Ralf Rettig, gewesener LPG-Schlosser, früheres CDU-Mitglied und voriges Jahr als Parteiloser wiedergewählt, kämpft als Bürgermeister von Rottleberode mit einigen Unentwegten aus der örtlichen Industrie- und Handelskammer gegen wahlweise die Naturschützer, das Land sowie Gott und die Welt, letztlich gegen alle, die ein Biosphärenreservat in der Karstlandschaft Südharz entwickeln wollen. Das heißt ein Gebiet, wo Mensch und Natur in Einklang leben und sich entwickeln sollen, so die Ideengeberin UNESCO.

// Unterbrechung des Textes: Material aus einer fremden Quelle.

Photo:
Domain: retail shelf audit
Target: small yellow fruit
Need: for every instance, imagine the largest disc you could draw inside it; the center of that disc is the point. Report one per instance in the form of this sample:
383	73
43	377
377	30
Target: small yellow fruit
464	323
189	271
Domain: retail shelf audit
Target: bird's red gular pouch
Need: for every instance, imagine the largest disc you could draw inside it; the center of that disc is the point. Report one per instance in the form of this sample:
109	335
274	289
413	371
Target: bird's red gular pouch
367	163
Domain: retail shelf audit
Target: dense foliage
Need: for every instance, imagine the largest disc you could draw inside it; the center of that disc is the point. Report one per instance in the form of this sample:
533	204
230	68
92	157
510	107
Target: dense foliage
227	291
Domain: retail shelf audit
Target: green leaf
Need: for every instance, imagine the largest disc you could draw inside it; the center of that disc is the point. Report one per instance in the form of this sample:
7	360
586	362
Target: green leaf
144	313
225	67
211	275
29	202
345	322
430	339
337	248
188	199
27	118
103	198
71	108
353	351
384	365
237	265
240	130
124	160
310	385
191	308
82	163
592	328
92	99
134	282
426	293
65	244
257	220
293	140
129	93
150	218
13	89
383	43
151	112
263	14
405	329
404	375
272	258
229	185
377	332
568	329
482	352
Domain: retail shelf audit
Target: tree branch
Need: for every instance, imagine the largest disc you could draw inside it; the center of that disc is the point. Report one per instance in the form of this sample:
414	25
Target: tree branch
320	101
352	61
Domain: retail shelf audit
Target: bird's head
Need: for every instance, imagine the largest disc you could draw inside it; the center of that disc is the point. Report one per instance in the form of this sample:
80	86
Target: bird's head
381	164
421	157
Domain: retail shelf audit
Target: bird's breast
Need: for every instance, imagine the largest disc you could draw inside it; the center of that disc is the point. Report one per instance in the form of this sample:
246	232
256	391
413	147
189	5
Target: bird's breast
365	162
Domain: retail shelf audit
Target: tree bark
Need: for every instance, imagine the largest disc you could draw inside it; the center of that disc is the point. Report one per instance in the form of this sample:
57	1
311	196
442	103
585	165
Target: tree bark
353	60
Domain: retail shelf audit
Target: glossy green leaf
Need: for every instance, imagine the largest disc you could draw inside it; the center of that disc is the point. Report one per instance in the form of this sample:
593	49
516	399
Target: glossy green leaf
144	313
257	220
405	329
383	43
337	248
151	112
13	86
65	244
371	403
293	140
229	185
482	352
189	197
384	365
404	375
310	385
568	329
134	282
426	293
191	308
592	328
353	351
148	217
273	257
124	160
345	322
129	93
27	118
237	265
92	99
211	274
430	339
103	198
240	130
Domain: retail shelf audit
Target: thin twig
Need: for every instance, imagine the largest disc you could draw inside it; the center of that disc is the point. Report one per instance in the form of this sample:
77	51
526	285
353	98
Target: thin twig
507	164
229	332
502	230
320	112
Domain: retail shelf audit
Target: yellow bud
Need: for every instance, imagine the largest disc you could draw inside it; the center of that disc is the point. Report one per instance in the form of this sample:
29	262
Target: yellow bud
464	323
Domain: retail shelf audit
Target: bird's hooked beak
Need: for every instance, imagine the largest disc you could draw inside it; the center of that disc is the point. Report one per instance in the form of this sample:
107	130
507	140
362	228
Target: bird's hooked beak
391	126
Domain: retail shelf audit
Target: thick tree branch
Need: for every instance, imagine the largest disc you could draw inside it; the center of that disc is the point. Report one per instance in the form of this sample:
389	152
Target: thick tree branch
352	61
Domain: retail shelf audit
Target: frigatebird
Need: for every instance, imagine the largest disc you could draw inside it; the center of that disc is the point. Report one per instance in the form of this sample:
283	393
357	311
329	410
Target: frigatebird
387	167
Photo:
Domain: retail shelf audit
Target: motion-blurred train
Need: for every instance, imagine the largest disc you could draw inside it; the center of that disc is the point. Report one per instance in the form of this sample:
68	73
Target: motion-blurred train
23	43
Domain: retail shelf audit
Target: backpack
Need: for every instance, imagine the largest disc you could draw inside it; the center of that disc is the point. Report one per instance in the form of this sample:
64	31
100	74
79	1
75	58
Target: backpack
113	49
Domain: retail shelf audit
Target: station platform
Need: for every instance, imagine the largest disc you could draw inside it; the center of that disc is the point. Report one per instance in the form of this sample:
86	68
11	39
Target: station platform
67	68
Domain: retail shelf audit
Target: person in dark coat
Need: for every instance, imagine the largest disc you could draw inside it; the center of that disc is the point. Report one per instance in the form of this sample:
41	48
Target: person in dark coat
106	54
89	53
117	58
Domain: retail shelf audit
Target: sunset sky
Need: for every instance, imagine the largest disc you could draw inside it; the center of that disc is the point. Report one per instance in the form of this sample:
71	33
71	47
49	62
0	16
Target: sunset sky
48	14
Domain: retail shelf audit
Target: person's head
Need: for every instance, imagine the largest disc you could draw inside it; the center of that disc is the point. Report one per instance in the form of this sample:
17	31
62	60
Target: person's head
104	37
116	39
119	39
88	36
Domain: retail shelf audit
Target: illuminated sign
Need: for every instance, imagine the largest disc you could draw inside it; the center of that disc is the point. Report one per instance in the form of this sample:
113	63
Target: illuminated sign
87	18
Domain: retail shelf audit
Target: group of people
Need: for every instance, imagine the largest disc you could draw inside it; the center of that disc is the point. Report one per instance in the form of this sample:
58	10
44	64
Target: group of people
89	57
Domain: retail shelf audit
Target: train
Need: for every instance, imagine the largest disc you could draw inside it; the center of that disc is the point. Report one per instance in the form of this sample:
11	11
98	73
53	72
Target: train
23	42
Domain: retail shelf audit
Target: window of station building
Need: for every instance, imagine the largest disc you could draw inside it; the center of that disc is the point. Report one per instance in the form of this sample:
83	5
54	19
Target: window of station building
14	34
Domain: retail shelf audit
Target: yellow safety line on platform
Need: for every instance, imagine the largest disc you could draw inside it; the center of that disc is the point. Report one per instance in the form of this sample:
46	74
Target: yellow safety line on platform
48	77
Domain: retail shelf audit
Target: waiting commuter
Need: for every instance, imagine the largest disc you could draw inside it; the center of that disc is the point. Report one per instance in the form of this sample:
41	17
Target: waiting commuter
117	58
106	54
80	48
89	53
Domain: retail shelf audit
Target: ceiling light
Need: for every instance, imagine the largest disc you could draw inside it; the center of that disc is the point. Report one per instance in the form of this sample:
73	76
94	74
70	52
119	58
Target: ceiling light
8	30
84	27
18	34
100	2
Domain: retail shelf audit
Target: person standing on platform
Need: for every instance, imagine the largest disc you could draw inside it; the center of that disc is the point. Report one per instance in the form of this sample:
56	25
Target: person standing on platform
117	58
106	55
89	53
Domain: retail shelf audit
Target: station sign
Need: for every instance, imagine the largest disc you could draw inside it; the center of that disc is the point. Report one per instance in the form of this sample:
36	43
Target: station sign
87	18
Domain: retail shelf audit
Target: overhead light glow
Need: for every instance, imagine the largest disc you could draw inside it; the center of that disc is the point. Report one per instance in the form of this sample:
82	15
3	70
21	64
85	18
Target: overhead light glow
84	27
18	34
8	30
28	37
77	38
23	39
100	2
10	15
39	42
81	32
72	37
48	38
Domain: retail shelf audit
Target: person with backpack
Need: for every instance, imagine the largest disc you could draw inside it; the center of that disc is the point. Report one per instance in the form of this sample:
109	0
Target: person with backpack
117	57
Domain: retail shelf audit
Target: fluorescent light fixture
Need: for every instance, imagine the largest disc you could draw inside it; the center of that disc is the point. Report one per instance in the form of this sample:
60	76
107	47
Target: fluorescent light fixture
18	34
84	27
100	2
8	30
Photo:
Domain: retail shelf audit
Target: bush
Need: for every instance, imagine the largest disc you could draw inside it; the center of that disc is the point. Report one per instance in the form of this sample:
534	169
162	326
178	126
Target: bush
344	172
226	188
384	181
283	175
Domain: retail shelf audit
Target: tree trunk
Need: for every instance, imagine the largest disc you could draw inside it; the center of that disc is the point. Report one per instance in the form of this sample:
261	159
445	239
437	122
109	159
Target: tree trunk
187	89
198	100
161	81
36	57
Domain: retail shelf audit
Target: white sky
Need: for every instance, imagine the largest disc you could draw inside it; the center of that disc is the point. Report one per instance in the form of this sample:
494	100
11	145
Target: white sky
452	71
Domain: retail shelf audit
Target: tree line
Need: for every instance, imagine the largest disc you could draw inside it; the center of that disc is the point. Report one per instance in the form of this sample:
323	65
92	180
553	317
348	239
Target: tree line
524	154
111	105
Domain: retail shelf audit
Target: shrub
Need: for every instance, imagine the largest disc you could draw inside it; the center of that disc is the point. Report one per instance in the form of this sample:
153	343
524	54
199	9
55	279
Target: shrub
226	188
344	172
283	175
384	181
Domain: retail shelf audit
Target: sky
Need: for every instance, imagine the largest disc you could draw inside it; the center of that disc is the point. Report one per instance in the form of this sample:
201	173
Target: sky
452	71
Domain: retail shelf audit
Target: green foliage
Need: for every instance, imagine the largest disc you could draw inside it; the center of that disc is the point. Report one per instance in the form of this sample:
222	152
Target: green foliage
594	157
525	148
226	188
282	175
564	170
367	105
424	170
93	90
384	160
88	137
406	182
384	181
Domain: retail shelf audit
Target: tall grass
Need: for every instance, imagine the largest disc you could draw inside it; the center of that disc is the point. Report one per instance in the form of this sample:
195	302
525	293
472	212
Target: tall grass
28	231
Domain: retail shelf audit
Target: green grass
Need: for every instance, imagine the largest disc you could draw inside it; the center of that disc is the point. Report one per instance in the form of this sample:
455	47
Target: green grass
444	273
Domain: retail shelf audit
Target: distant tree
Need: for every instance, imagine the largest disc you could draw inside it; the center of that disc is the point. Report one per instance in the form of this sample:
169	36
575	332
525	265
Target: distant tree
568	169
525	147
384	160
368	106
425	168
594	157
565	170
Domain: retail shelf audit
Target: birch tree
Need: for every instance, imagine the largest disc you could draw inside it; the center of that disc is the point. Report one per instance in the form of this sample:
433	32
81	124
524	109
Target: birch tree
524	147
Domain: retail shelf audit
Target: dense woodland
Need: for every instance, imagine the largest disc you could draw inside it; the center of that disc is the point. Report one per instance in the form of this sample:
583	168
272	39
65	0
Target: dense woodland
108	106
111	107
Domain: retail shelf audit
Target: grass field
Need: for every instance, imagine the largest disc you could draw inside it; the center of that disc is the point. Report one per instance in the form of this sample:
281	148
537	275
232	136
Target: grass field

Immerhin hat der Bürgermeister mit seiner Klage gegen eine „Allgemeinverfügung“ des Landes zur Ausweisung des Biosphärenreservats eine siebenjährige Hängepartie um den Rechtsstatus des Gebiets ausgelöst. Mit der Folge: Rechtlich gesehen existiert das Biosphärenreservat nur auf dem Papier. Und dass, obwohl sich das Verwaltungsgericht Halle Ende vorigen Jahres endlich durchrang, die Klage abzuweisen - aus gutem Grund. Aber was wäre ein Urteil, wenn es nicht noch ein juristisches Schlupfloch gäbe. Und so liegt nun, obwohl eine Berufung nicht zugelassen, beim Oberverwaltungsgericht Magdeburg ein Antrag der Gemeinde Südharz auf Zulassung einer Berufung vor, trotz Gegrummel im Gemeinderat. Entscheidung offen. In weiter Ferne auch die UNESCO-Anerkennung, die nicht nur einen Rechtsstatus voraussetzt, sondern auch ein unterschriebenes Bekenntnis aller Bürgermeister zu den Zielen des UNESCO-Programms „Der Mensch und die Biosphäre“. Mit Herrn Rettig nicht zu machen.
Nur eine Provinzposse?
Naheliegend wäre, das Ganze als eine der üblichen Provinzpossen abzutun: Gallisches Dorf verteidigt sich gegen scheinbar übermächtige Römer, sprich Naturschützer. Ginge es „nur“ um Rottleberode, könnte man sagen, okay, dann eben ohne euch. Geht es aber nicht, besser nicht mehr. Denn inzwischen ist nach dem Zusammenschluss zur Verbandsgemeinde Südharz ein Großteil des Biosphärenreservats betroffen und in der Folge eine ganze Region. Betroffen ist eine zwar schöne, aber strukturschwache Gegend, gelegen zwischen Stolberg und Sangerhausen auf einer Fläche von rund 30 000 Hektar mit knapp 40 000 Einwohnern, die im Gebiet oder in unmittelbarer Nähe leben. Kleine, vielfach hübsch restaurierte Fachwerkstädtchen prägen sie. Und eine markante, sagenumwobene Landschaft ringsherum mit schroffen Gipsfelsen, Höhlen, mit Wildkatzen und Schwarzstörchen sowie ausgedehnten Buchen- und Eichenwäldern, die schon seit bald hundert Jahren besonderen Schutz genießt.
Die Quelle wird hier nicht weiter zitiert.